Il Fatto Quotidiano

MONDO NUOVO, IDEE VECCHIE (E NON ANDRÀ PIÙ TUTTO BENE)

- » Carlo di Foggia

L’Italia si avvia all’autunno povera di idee mentre i dati indicano una recessione senza precedenti. Si stima un calo del Pil di oltre il 10% nel 2020. A maggio si sono persi rispetto a febbraio 500 mila posti di lavori (90% precari), con 307 mila disoccupat­i in più e il tasso di occupazion­e che ha fatto un balzo all’indietro di anni. Un terzo delle imprese, dice Istat, è a rischio di sopravvive­nza, mentre (dati Bankitalia) un terzo delle famiglie con contratti precari ha visto crollare il reddito del 50% e non ha disponibil­ità per affrontare per più di tre mesi le spese essenziali.

In tutto questo una vera strategia fatica a emergere. Il governo ha concentrat­o gli sforzi nell’accelerare gli affidament­i negli appalti pubblici, anche sacrifican­do la concorrenz­a. Il resto del dibattito è assorbito dalla “riforma fiscale”, vero e v e rgreen dell’ultimo trentennio. In questo scenario, la parte considerat­a “di sinistra” dell’esecutivo sta ormai chiudendo il gap ideologico con la destra. La ricetta - espressa da economisti di area dem - è che sarebbe un grave errore prorogare fino a fine anno la cassa integrazio­ne Covid e il blocco dei licenziame­nti introdotti nel lockdown. A fronte di uno shock temporaneo, la distruzion­e stabile di capitale umano è un rischio accettabil­e per consentire la ristruttur­azione del sistema produttivo e va evitata con le “politiche attive”. Per chi soccombe c’è sempre un sussidio. L’ex presidente Inps, Tito Boeri, l’economista preferito da Repubblica , ci dice anche che il blocco dei licenziame­nti “penalizza i giovani”, di fatto perché evita di far licenziare i vecchi. È il contrario di quel che la letteratur­a economica consiglia per evitare che uno shock transitori­o generi effetti permanenti. Eppure l’idea che dei lavoratori debba occuparsi il mercato (ma non delle imprese, per carità) resiste anche al Covid.
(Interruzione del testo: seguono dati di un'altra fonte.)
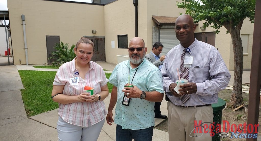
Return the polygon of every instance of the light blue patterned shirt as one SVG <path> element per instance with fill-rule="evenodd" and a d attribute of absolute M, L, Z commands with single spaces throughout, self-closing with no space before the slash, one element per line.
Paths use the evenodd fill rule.
<path fill-rule="evenodd" d="M 128 83 L 129 68 L 130 83 L 137 70 L 132 83 L 142 91 L 164 93 L 162 76 L 159 69 L 145 58 L 138 67 L 134 69 L 130 66 L 129 61 L 126 60 L 117 65 L 109 79 L 110 83 L 118 88 L 114 121 L 123 129 L 147 128 L 154 125 L 154 102 L 131 98 L 129 106 L 123 105 L 124 92 L 122 91 Z"/>
<path fill-rule="evenodd" d="M 153 55 L 153 56 L 154 56 L 154 57 L 155 57 L 155 59 L 156 59 L 156 61 L 157 60 L 159 59 L 159 58 L 160 58 L 160 57 L 159 57 L 159 55 L 158 56 L 156 56 L 156 55 L 155 55 L 155 54 L 154 54 L 154 53 L 153 53 L 153 52 L 152 52 L 152 51 L 151 51 L 150 52 L 151 52 L 151 53 L 152 53 L 152 54 Z M 159 66 L 159 70 L 161 70 L 161 68 L 162 67 L 162 65 L 160 66 Z"/>
<path fill-rule="evenodd" d="M 167 53 L 162 65 L 161 72 L 166 95 L 176 105 L 192 106 L 217 103 L 217 93 L 227 86 L 231 77 L 224 60 L 215 47 L 195 38 L 188 48 L 193 58 L 189 70 L 188 82 L 196 83 L 197 92 L 190 94 L 189 99 L 184 104 L 179 98 L 169 92 L 169 85 L 179 79 L 177 68 L 181 72 L 181 58 L 185 48 L 180 44 Z"/>

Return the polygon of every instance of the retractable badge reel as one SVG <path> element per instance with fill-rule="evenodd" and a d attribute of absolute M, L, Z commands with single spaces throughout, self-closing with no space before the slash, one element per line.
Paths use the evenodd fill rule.
<path fill-rule="evenodd" d="M 193 62 L 193 57 L 190 55 L 191 53 L 190 52 L 190 50 L 189 48 L 186 49 L 186 52 L 188 52 L 189 55 L 186 55 L 185 56 L 184 60 L 184 67 L 187 68 L 190 68 L 191 67 L 191 65 Z"/>

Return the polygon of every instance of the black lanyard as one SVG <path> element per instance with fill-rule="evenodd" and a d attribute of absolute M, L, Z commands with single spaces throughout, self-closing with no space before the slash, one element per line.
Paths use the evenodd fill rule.
<path fill-rule="evenodd" d="M 130 84 L 132 84 L 132 81 L 133 81 L 133 79 L 134 78 L 134 76 L 135 76 L 135 75 L 136 74 L 136 72 L 137 72 L 137 71 L 138 70 L 138 69 L 139 69 L 138 67 L 136 70 L 136 71 L 135 72 L 135 73 L 134 73 L 134 75 L 133 76 L 133 77 L 132 77 L 132 80 L 131 80 L 131 82 L 130 83 Z M 129 76 L 130 77 L 130 68 L 129 67 Z"/>

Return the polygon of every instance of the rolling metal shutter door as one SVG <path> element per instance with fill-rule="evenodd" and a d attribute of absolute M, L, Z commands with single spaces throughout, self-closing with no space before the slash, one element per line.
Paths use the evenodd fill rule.
<path fill-rule="evenodd" d="M 174 29 L 161 28 L 159 32 L 159 42 L 164 46 L 161 54 L 166 55 L 169 51 L 180 42 L 176 37 Z"/>

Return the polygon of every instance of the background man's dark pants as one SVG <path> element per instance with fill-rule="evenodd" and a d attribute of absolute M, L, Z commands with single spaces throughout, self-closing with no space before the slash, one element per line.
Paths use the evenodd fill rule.
<path fill-rule="evenodd" d="M 155 113 L 155 116 L 158 116 L 161 114 L 161 112 L 160 109 L 161 108 L 161 102 L 156 102 L 154 106 L 155 109 L 154 112 Z"/>

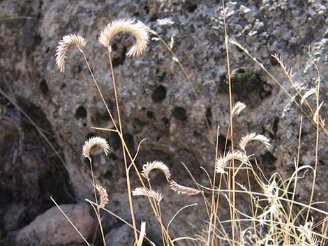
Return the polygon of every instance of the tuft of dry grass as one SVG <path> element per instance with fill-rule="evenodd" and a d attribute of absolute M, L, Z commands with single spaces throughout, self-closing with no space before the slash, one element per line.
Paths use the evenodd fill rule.
<path fill-rule="evenodd" d="M 67 50 L 71 45 L 77 45 L 79 49 L 82 49 L 87 41 L 85 39 L 77 34 L 69 34 L 64 36 L 63 39 L 59 41 L 56 50 L 56 64 L 59 71 L 65 72 L 65 58 Z"/>
<path fill-rule="evenodd" d="M 224 6 L 223 13 L 225 13 Z M 226 148 L 230 150 L 228 151 L 225 151 L 223 155 L 218 156 L 217 147 L 218 139 L 216 140 L 216 143 L 214 143 L 216 144 L 214 146 L 216 146 L 216 155 L 215 157 L 214 157 L 214 163 L 212 167 L 212 175 L 209 174 L 211 174 L 211 171 L 208 171 L 205 169 L 202 168 L 202 170 L 206 173 L 209 180 L 210 180 L 210 185 L 209 187 L 205 187 L 201 183 L 197 183 L 197 181 L 193 177 L 193 180 L 195 183 L 198 189 L 183 186 L 177 183 L 172 179 L 171 172 L 168 167 L 159 160 L 147 162 L 142 166 L 142 170 L 140 171 L 138 169 L 138 166 L 136 164 L 136 162 L 137 161 L 137 153 L 139 153 L 139 146 L 137 153 L 135 156 L 133 156 L 130 150 L 127 147 L 125 139 L 123 137 L 124 134 L 121 121 L 121 114 L 119 112 L 118 95 L 116 89 L 115 76 L 111 59 L 111 40 L 112 37 L 121 32 L 128 32 L 132 33 L 135 38 L 135 43 L 128 52 L 128 56 L 137 56 L 145 51 L 149 42 L 149 33 L 150 32 L 154 35 L 156 35 L 158 40 L 163 43 L 165 48 L 167 48 L 169 52 L 174 56 L 175 61 L 177 61 L 179 67 L 186 76 L 186 78 L 191 84 L 191 90 L 194 93 L 195 93 L 195 98 L 197 100 L 198 97 L 197 93 L 193 89 L 191 81 L 188 78 L 188 73 L 179 61 L 176 55 L 172 51 L 172 47 L 170 47 L 156 32 L 149 29 L 142 22 L 136 22 L 131 19 L 118 19 L 117 20 L 114 20 L 108 24 L 102 31 L 100 34 L 98 41 L 102 45 L 108 49 L 108 58 L 110 66 L 110 72 L 112 72 L 112 82 L 114 85 L 114 95 L 118 120 L 115 121 L 114 119 L 112 112 L 107 107 L 107 104 L 103 97 L 101 90 L 100 89 L 92 70 L 90 68 L 86 55 L 83 52 L 82 47 L 86 43 L 84 39 L 81 36 L 70 34 L 64 36 L 63 40 L 59 42 L 56 54 L 56 62 L 59 70 L 62 72 L 64 72 L 65 56 L 69 47 L 72 45 L 77 45 L 84 58 L 84 61 L 86 61 L 89 70 L 91 75 L 92 79 L 98 90 L 105 106 L 106 107 L 106 109 L 109 115 L 109 119 L 112 121 L 114 127 L 114 130 L 97 129 L 115 132 L 118 134 L 122 144 L 122 152 L 124 154 L 124 165 L 126 173 L 126 185 L 131 213 L 131 223 L 124 220 L 118 215 L 105 208 L 108 202 L 107 191 L 102 186 L 95 184 L 92 161 L 90 157 L 90 151 L 94 146 L 99 146 L 107 155 L 110 151 L 108 143 L 105 139 L 96 137 L 87 140 L 82 147 L 83 155 L 87 157 L 90 161 L 92 185 L 94 186 L 95 195 L 95 202 L 89 200 L 87 201 L 95 211 L 105 245 L 105 234 L 102 226 L 100 210 L 106 211 L 110 215 L 115 216 L 117 218 L 122 220 L 124 223 L 126 223 L 133 229 L 135 238 L 135 241 L 134 242 L 135 245 L 141 246 L 144 238 L 154 245 L 154 243 L 146 237 L 145 222 L 142 222 L 140 230 L 137 228 L 133 211 L 133 196 L 147 197 L 154 215 L 161 226 L 162 236 L 161 240 L 163 246 L 182 245 L 183 244 L 180 242 L 181 240 L 188 240 L 187 242 L 191 242 L 191 242 L 196 242 L 195 245 L 199 246 L 317 246 L 324 245 L 325 240 L 328 238 L 327 235 L 327 228 L 328 227 L 327 226 L 327 217 L 328 217 L 328 213 L 316 208 L 314 206 L 315 203 L 312 201 L 313 192 L 311 194 L 309 202 L 307 204 L 298 201 L 295 196 L 297 189 L 299 188 L 298 187 L 297 181 L 299 178 L 304 178 L 304 173 L 305 171 L 312 171 L 313 174 L 314 186 L 314 184 L 315 183 L 315 178 L 317 171 L 319 128 L 322 129 L 324 132 L 327 133 L 325 128 L 325 121 L 324 119 L 322 119 L 320 116 L 320 109 L 322 105 L 322 102 L 319 103 L 318 99 L 320 78 L 318 79 L 318 85 L 315 89 L 308 90 L 304 95 L 302 95 L 301 91 L 304 89 L 304 88 L 302 88 L 304 87 L 304 85 L 300 85 L 293 81 L 295 73 L 292 72 L 292 68 L 288 68 L 285 65 L 281 56 L 278 54 L 273 56 L 279 63 L 284 71 L 284 73 L 286 75 L 289 81 L 292 83 L 293 86 L 292 88 L 294 88 L 295 91 L 301 95 L 301 99 L 300 103 L 299 103 L 296 101 L 296 97 L 290 95 L 286 89 L 282 87 L 281 84 L 279 83 L 268 72 L 268 70 L 265 69 L 262 63 L 260 63 L 255 57 L 251 56 L 246 49 L 242 47 L 242 46 L 237 41 L 230 41 L 231 43 L 241 48 L 241 50 L 251 57 L 253 61 L 264 70 L 264 71 L 270 75 L 272 79 L 276 82 L 277 84 L 282 87 L 283 90 L 284 90 L 284 91 L 290 96 L 291 101 L 295 102 L 297 107 L 301 108 L 301 112 L 310 118 L 316 127 L 315 167 L 313 168 L 308 165 L 299 167 L 299 153 L 297 157 L 295 157 L 295 172 L 290 177 L 287 179 L 284 179 L 278 173 L 274 173 L 271 176 L 267 177 L 265 175 L 266 174 L 264 174 L 260 167 L 258 167 L 256 161 L 254 163 L 253 161 L 252 162 L 250 161 L 248 156 L 246 155 L 246 147 L 250 141 L 258 141 L 263 144 L 268 150 L 270 150 L 271 144 L 268 138 L 262 134 L 251 133 L 244 136 L 240 140 L 239 146 L 243 151 L 236 150 L 234 146 L 233 117 L 240 114 L 245 109 L 246 105 L 241 102 L 238 102 L 234 105 L 232 105 L 231 89 L 233 85 L 231 84 L 230 74 L 229 50 L 228 47 L 228 33 L 226 32 L 225 20 L 224 23 L 225 31 L 225 47 L 227 51 L 227 66 L 228 70 L 228 75 L 229 81 L 230 113 L 230 122 L 228 127 L 227 139 L 230 137 L 231 145 L 228 146 L 228 144 L 226 144 Z M 307 101 L 307 98 L 313 94 L 315 94 L 317 98 L 315 107 L 311 105 Z M 305 103 L 308 109 L 310 109 L 310 111 L 313 114 L 313 117 L 310 117 L 310 116 L 301 109 L 301 105 L 303 103 Z M 209 125 L 206 121 L 206 117 L 204 118 L 205 122 L 207 123 L 207 126 L 209 128 L 209 132 L 211 132 L 211 131 Z M 300 129 L 301 129 L 301 122 Z M 301 139 L 301 131 L 300 130 L 299 139 Z M 299 145 L 300 140 L 299 143 L 299 152 L 300 148 Z M 256 157 L 255 153 L 254 156 Z M 128 162 L 129 162 L 128 165 Z M 241 168 L 246 170 L 246 178 L 247 180 L 246 183 L 241 183 L 238 179 L 239 176 L 237 175 Z M 132 190 L 131 187 L 130 172 L 133 169 L 137 174 L 138 182 L 140 183 L 138 186 L 140 185 L 140 187 Z M 207 215 L 206 219 L 204 220 L 204 224 L 205 225 L 204 227 L 206 229 L 204 230 L 204 231 L 195 231 L 195 238 L 186 236 L 181 236 L 179 238 L 175 238 L 169 233 L 169 226 L 175 216 L 181 210 L 190 206 L 193 206 L 194 204 L 186 206 L 179 210 L 170 222 L 165 224 L 163 221 L 167 221 L 167 220 L 163 220 L 160 206 L 160 203 L 163 197 L 161 193 L 152 189 L 151 179 L 149 178 L 149 174 L 154 169 L 159 169 L 163 172 L 169 183 L 171 190 L 178 194 L 191 196 L 197 195 L 198 194 L 202 195 L 204 199 L 204 204 L 207 212 L 207 215 L 204 215 L 204 216 Z M 144 183 L 142 177 L 147 179 L 147 183 Z M 254 185 L 256 187 L 256 190 L 253 188 Z M 260 191 L 258 191 L 258 190 L 260 190 Z M 97 190 L 99 194 L 99 201 L 98 201 L 96 190 Z M 211 194 L 209 197 L 207 196 L 208 194 Z M 246 205 L 249 206 L 250 213 L 246 213 L 244 210 L 244 207 L 239 207 L 240 204 L 238 203 L 237 199 L 239 194 L 242 194 L 244 197 L 249 198 L 248 203 Z M 223 220 L 218 213 L 218 211 L 220 211 L 222 199 L 225 199 L 229 206 L 229 220 Z M 243 200 L 244 203 L 244 201 L 245 200 Z M 243 205 L 244 206 L 246 206 L 246 204 Z M 308 214 L 310 211 L 318 213 L 324 217 L 322 220 L 321 233 L 317 231 L 318 230 L 315 230 L 315 226 L 313 226 L 314 222 L 313 221 L 313 219 L 309 218 Z M 69 218 L 68 218 L 68 220 L 69 220 Z M 76 229 L 76 227 L 75 228 Z M 86 243 L 89 245 L 85 238 L 84 239 Z M 131 245 L 133 244 L 133 242 L 131 242 Z"/>
<path fill-rule="evenodd" d="M 170 187 L 171 187 L 172 190 L 174 190 L 178 194 L 188 194 L 188 196 L 193 196 L 201 192 L 201 191 L 199 190 L 180 185 L 173 180 L 170 181 Z"/>
<path fill-rule="evenodd" d="M 110 153 L 110 148 L 106 139 L 100 137 L 91 137 L 89 139 L 86 140 L 84 144 L 83 144 L 83 156 L 90 159 L 90 151 L 95 146 L 98 146 L 103 148 L 106 155 Z"/>
<path fill-rule="evenodd" d="M 126 54 L 128 56 L 137 56 L 146 49 L 149 42 L 149 29 L 141 22 L 132 19 L 117 19 L 108 24 L 101 31 L 99 43 L 103 46 L 111 49 L 110 40 L 112 37 L 121 32 L 128 32 L 135 37 L 135 43 Z"/>
<path fill-rule="evenodd" d="M 147 179 L 149 179 L 149 173 L 154 169 L 161 170 L 164 174 L 167 180 L 171 178 L 171 173 L 170 172 L 170 169 L 165 164 L 164 162 L 158 160 L 154 160 L 151 162 L 147 162 L 144 164 L 142 166 L 142 171 L 141 175 L 142 175 L 142 176 Z"/>
<path fill-rule="evenodd" d="M 245 148 L 246 145 L 251 141 L 258 141 L 262 143 L 265 147 L 270 151 L 271 144 L 270 140 L 265 136 L 263 136 L 260 134 L 256 133 L 250 133 L 247 135 L 243 137 L 241 139 L 240 139 L 239 142 L 239 148 L 242 149 L 245 152 Z"/>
E infatti si chiede pure mano libera sui contratti precari.

A fare da cornice c’è la battaglia europea sul recovery fund, di cui la gran parte dei fondi non arriverà in tempi brevi, mentre i Paesi del Nord spingono per ripristina­re il patto di stabilità che impone politiche di austerità. Le possibilit­à future sono legate alle scelte che si faranno ora. La politica non sembra avere grandi idee. Che almeno non si affidi a quelle (solite) sbagliate.